Warsh et Trump ont maintenant clairement énoncé le principal argument haussier pour une baisse des taux.
La logique est simple : l'IA fait chuter les coûts presque partout. Logiciels, services, recherche, support client, codage, une partie des emplois de cols blancs, et avec le temps, même la production. Si la productivité augmente plus vite que les salaires et la demande, l'économie peut accélérer sans nouvel élan inflationniste.

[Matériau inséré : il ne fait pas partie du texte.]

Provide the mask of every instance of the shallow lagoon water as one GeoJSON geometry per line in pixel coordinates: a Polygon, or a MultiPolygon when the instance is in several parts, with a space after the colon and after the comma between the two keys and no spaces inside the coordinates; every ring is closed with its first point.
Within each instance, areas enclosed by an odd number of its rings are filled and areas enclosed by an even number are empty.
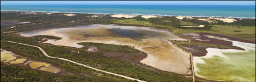
{"type": "Polygon", "coordinates": [[[128,45],[148,53],[140,62],[160,70],[190,74],[190,54],[176,48],[169,40],[186,40],[168,31],[146,27],[120,26],[114,25],[92,25],[72,28],[42,29],[25,32],[24,37],[52,35],[62,38],[48,40],[54,45],[83,47],[77,43],[93,42],[128,45]]]}
{"type": "Polygon", "coordinates": [[[255,44],[222,40],[246,50],[207,48],[205,56],[193,58],[196,75],[215,80],[255,81],[255,44]]]}

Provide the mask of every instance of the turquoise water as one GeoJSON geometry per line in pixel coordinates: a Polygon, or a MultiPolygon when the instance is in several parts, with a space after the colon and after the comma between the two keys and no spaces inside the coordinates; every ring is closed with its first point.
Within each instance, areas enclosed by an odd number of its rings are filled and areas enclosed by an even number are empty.
{"type": "Polygon", "coordinates": [[[255,5],[1,5],[1,10],[98,14],[255,17],[255,5]]]}

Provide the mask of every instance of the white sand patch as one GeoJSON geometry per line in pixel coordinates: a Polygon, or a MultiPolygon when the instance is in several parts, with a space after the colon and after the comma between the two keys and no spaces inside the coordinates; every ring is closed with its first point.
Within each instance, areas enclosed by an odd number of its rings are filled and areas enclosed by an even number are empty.
{"type": "Polygon", "coordinates": [[[67,16],[69,16],[69,17],[70,17],[70,16],[75,16],[76,14],[63,14],[63,15],[67,16]]]}
{"type": "Polygon", "coordinates": [[[10,28],[16,28],[16,26],[11,26],[11,27],[10,27],[10,28]]]}
{"type": "Polygon", "coordinates": [[[237,21],[235,19],[229,19],[229,18],[214,18],[214,19],[222,20],[223,22],[226,22],[226,23],[233,23],[234,21],[237,21]]]}
{"type": "Polygon", "coordinates": [[[155,18],[155,17],[162,17],[161,16],[142,16],[142,17],[145,19],[149,18],[155,18]]]}
{"type": "Polygon", "coordinates": [[[125,15],[125,14],[114,14],[111,15],[111,17],[117,17],[117,18],[133,18],[134,17],[137,16],[137,15],[125,15]]]}
{"type": "Polygon", "coordinates": [[[205,25],[198,25],[198,26],[181,26],[181,27],[185,27],[185,28],[204,28],[205,26],[205,25]]]}
{"type": "Polygon", "coordinates": [[[212,20],[212,19],[215,19],[215,20],[221,20],[223,22],[226,22],[226,23],[233,23],[234,21],[236,21],[236,20],[233,19],[230,19],[230,18],[217,18],[217,17],[209,17],[208,18],[204,18],[204,19],[198,19],[198,20],[202,20],[202,21],[206,21],[208,22],[209,23],[216,23],[217,22],[213,22],[212,20]]]}
{"type": "Polygon", "coordinates": [[[229,40],[229,39],[226,38],[220,38],[220,37],[217,37],[217,36],[213,36],[213,35],[204,35],[204,36],[207,37],[208,38],[210,38],[217,39],[217,40],[220,40],[227,41],[227,40],[229,40]]]}
{"type": "Polygon", "coordinates": [[[191,38],[201,41],[210,41],[209,40],[201,40],[201,37],[199,35],[199,34],[196,34],[196,33],[191,33],[191,34],[183,34],[184,35],[187,36],[191,36],[191,38]]]}
{"type": "Polygon", "coordinates": [[[205,26],[205,25],[200,25],[198,26],[198,27],[199,27],[199,28],[204,28],[204,26],[205,26]]]}
{"type": "Polygon", "coordinates": [[[19,22],[19,24],[25,24],[25,23],[30,23],[31,22],[19,22]]]}
{"type": "Polygon", "coordinates": [[[46,14],[54,14],[54,13],[46,13],[46,14]]]}
{"type": "Polygon", "coordinates": [[[176,19],[180,19],[180,20],[183,20],[184,18],[190,19],[193,19],[192,18],[192,17],[191,17],[191,16],[186,16],[186,17],[185,16],[176,16],[175,17],[176,19]]]}
{"type": "Polygon", "coordinates": [[[213,22],[213,21],[211,21],[211,20],[211,20],[211,19],[210,19],[210,18],[205,18],[205,19],[198,19],[198,20],[202,20],[202,21],[205,21],[205,22],[209,22],[209,23],[214,23],[215,22],[213,22]]]}
{"type": "Polygon", "coordinates": [[[92,16],[92,17],[99,17],[99,18],[101,18],[101,17],[103,17],[103,16],[101,16],[101,15],[93,15],[93,16],[92,16]]]}

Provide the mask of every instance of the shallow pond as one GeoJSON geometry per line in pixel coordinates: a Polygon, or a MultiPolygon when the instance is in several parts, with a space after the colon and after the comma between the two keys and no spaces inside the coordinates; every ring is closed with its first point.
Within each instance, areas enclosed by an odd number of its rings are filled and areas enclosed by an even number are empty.
{"type": "Polygon", "coordinates": [[[205,56],[193,57],[196,75],[214,80],[255,81],[255,44],[217,39],[231,41],[246,50],[207,48],[205,56]]]}
{"type": "Polygon", "coordinates": [[[77,43],[93,42],[128,45],[148,53],[140,62],[157,69],[190,74],[190,54],[176,48],[169,40],[183,40],[168,31],[147,27],[92,25],[65,28],[41,29],[21,33],[24,37],[52,35],[62,38],[45,42],[81,48],[77,43]]]}

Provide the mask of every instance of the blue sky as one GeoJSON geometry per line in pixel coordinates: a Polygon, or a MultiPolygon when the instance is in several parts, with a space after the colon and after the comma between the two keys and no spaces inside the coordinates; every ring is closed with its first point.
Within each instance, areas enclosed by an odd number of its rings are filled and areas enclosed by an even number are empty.
{"type": "Polygon", "coordinates": [[[171,5],[255,5],[255,1],[1,1],[1,4],[171,4],[171,5]]]}

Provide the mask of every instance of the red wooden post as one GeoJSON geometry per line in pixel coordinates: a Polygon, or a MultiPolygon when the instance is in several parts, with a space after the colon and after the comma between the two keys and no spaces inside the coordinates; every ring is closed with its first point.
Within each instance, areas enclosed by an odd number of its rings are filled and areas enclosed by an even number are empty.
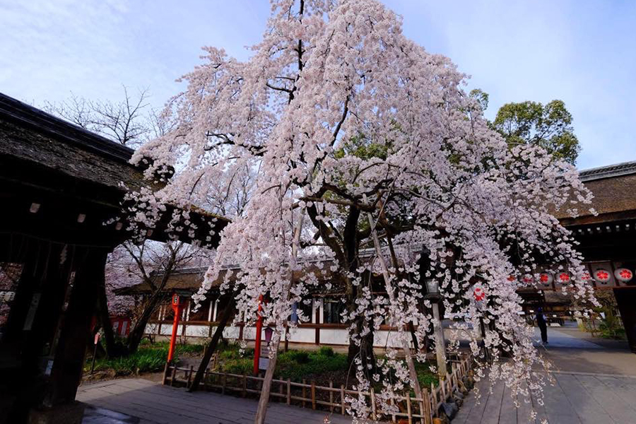
{"type": "Polygon", "coordinates": [[[261,311],[263,307],[261,302],[263,302],[263,295],[259,296],[259,318],[257,319],[256,343],[254,346],[254,375],[259,375],[259,360],[261,358],[261,333],[263,330],[263,317],[261,317],[261,311]]]}
{"type": "Polygon", "coordinates": [[[172,336],[170,337],[170,348],[168,351],[167,362],[172,360],[175,354],[175,344],[177,342],[177,328],[179,326],[179,319],[181,318],[181,308],[183,304],[181,298],[176,293],[172,293],[172,310],[175,311],[175,320],[172,322],[172,336]]]}

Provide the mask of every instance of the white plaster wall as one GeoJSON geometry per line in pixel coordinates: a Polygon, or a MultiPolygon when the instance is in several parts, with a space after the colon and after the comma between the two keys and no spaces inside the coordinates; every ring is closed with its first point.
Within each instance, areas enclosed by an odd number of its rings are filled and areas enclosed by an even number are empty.
{"type": "Polygon", "coordinates": [[[349,333],[346,329],[320,329],[320,344],[349,344],[349,333]]]}
{"type": "MultiPolygon", "coordinates": [[[[216,327],[212,329],[214,331],[216,327]]],[[[223,329],[223,337],[225,338],[238,338],[240,329],[235,326],[228,326],[223,329]]]]}
{"type": "Polygon", "coordinates": [[[207,337],[210,327],[206,325],[186,325],[186,336],[194,336],[194,337],[207,337]]]}
{"type": "MultiPolygon", "coordinates": [[[[183,325],[179,324],[177,328],[177,334],[180,335],[181,332],[183,331],[183,325]]],[[[172,334],[172,325],[162,325],[161,326],[161,334],[165,336],[170,336],[172,334]]]]}
{"type": "MultiPolygon", "coordinates": [[[[284,336],[283,341],[285,341],[284,336]]],[[[315,329],[294,329],[288,334],[287,339],[289,341],[299,343],[316,343],[315,329]]]]}

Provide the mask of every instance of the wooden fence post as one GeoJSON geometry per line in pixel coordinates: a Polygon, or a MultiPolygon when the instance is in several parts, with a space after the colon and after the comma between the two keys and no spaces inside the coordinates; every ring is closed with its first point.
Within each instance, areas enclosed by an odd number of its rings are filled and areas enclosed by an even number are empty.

Warsh appelle cela le début d'un boom de productivité. Pas juste un autre cycle tech, mais un changement structurel, où les prix de nombreuses choses commencent à glisser vers le bas. En gros, le marché pourrait obtenir une combinaison rare : une forte croissance plus de la désinflation.
Et ce n'est déjà plus un point de vue marginal. Musk, Altman, Bezos, Druckenmiller, tous parlent à peu près de la même chose. L'IA dans leur modèle du monde n'est pas inflationniste, mais au contraire, puissamment déflationniste.
Ici, bien sûr, il y a un point délicat. Les technologies créent presque toujours d'abord une bulle capex et une surchauffe dans certains segments. On le voit déjà dans l'énergie, les puces, les centres de données. Mais si l'IA commence vraiment à remplacer le travail humain à grande échelle, l'effet à long terme sur les prix pourrait être très sévère.
Le marché, pour l'instant, ne semble pas pleinement comprendre l'ampleur de ce pari. Si le cycle de productivité s'accélère vraiment, les attentes actuelles concernant les taux d'intérêt dans quelques années pourraient sembler trop élevées.
Les prochaines années seront très volatiles. Et très étranges.